BALTIMORE (WJZ) -- In an effort to stop poaching on the Chesapeake, police are going high-tech.

Alex DeMetrick reports it's a multi-pronged push to keep poachers from stealing the tons of fish they illegally netted last winter.

Last winter, 13 tons of striped bass were illegally netted by poachers, forcing the state to shut down the season early to honest watermen.

"It killed us. It killed our winter's work," said waterman Tom Haddaway.

For Natural Resources Police with a big bay to patrol, finding poachers' submerged nets meant getting lucky with a grappling hook...but not anymore. Patrol boats with side scanning sonar can see objects underwater.

"Okay, here's the barge. You can see there's objects off the side of it, see the ribs along the bottom of it. You can zoom in once more and you're a little closer to it. We're not dragging aimlessly through the water anymore with a hook; we can actually see the bottom now," said Natural Resources Police Corporal Roy Rafter.

New tools like sonar aren't the only steps being taken this winter. Last winter's poaching brought new laws increasing searches and forcing watermen to place names on their nets.
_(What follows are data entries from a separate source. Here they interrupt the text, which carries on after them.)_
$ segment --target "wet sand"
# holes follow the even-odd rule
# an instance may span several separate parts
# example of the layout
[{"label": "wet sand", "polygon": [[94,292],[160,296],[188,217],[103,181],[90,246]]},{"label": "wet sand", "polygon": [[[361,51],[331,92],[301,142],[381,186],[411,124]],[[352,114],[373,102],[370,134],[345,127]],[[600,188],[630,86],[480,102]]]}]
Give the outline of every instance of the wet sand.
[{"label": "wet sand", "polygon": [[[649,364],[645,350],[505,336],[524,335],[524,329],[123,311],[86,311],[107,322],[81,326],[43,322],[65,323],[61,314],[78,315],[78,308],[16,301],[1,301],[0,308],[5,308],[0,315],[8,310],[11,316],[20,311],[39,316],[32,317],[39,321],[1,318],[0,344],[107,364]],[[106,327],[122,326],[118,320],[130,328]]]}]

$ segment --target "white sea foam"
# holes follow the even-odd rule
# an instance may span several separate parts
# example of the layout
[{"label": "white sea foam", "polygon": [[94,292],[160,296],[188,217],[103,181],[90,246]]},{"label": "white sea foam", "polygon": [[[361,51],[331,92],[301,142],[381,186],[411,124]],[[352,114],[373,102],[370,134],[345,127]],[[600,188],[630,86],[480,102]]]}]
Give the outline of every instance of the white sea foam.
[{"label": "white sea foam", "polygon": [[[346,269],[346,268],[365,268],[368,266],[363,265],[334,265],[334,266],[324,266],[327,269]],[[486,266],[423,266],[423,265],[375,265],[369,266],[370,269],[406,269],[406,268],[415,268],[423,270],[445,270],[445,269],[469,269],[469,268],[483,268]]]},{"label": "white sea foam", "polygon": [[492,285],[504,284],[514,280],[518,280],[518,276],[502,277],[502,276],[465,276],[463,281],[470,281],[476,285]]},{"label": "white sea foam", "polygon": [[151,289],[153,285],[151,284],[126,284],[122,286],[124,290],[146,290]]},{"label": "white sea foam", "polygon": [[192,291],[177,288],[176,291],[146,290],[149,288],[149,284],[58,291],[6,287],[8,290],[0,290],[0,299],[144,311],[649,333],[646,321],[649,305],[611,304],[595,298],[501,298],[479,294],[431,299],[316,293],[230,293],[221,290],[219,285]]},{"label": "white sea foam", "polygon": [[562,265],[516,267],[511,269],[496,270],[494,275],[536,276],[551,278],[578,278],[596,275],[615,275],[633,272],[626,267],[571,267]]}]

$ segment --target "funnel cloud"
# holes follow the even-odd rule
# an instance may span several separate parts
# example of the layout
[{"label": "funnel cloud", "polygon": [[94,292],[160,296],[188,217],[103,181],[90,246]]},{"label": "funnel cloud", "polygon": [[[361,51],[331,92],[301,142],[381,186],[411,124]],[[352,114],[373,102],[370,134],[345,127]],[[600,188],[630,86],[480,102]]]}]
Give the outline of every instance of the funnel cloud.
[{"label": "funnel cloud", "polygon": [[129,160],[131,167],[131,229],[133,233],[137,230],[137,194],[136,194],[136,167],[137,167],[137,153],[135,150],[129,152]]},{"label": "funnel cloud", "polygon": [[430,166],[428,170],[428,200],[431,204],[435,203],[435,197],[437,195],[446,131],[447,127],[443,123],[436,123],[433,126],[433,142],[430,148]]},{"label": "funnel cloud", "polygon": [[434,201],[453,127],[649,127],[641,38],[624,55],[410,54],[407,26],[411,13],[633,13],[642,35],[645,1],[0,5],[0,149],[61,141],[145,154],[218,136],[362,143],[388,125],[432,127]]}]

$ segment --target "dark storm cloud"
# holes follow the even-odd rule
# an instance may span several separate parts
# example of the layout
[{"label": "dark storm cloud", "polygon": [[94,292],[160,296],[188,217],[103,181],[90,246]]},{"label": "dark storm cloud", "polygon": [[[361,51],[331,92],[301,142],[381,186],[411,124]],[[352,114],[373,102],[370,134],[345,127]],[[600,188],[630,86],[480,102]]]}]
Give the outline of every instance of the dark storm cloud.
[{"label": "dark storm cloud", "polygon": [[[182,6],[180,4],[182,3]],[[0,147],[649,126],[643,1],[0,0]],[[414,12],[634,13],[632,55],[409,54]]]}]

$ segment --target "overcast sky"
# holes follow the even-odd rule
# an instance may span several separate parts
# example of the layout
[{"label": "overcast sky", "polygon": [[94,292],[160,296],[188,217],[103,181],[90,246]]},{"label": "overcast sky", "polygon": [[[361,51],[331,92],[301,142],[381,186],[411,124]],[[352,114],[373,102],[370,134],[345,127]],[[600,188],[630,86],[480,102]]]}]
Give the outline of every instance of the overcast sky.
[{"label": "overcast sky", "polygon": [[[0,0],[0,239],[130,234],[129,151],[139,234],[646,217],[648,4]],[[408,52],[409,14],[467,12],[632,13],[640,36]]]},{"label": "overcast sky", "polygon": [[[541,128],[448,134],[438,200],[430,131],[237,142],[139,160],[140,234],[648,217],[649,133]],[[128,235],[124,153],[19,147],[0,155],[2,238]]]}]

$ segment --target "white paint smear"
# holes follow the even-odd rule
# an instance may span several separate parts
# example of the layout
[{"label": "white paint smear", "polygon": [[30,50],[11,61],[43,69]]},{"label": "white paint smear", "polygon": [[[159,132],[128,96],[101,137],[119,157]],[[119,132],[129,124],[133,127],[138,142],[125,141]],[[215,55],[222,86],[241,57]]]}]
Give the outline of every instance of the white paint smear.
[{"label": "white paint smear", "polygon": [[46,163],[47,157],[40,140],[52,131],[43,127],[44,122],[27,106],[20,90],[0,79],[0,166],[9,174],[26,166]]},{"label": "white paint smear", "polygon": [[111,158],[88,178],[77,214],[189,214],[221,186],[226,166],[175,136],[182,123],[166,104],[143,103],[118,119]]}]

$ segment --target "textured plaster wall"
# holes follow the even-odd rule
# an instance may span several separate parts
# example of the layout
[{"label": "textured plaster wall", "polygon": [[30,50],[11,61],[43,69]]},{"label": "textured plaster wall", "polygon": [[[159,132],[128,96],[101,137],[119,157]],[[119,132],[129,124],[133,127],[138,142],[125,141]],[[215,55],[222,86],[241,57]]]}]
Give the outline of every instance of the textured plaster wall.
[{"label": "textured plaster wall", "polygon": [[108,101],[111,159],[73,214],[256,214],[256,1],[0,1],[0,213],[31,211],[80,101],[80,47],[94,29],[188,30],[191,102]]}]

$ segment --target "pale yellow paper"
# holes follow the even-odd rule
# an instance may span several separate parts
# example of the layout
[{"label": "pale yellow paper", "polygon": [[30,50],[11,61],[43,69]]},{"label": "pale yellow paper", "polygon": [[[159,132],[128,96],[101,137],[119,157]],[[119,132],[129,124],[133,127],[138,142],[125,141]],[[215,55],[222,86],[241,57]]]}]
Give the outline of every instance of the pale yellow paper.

Tagging and reporting fish has also been tightened. And there is the threat of another closed season.

"And if nets are found this year, we're going to take swift action to protect our fishery," said Natural Resources Police Sgt. Art Windemuth.

"We all talk among ourselves, the watermen do, and everybody's disgusted. It's in the best interest of everybody to behave themselves. It's as simple as that," said waterman Bob Sweitzer.

Because those who don't aren't just cutting corners, they're cutting the livelihoods of everyone else.

Besides tons of fish, last winter Natural Resources Police recovered five miles of submerged nets used by poachers.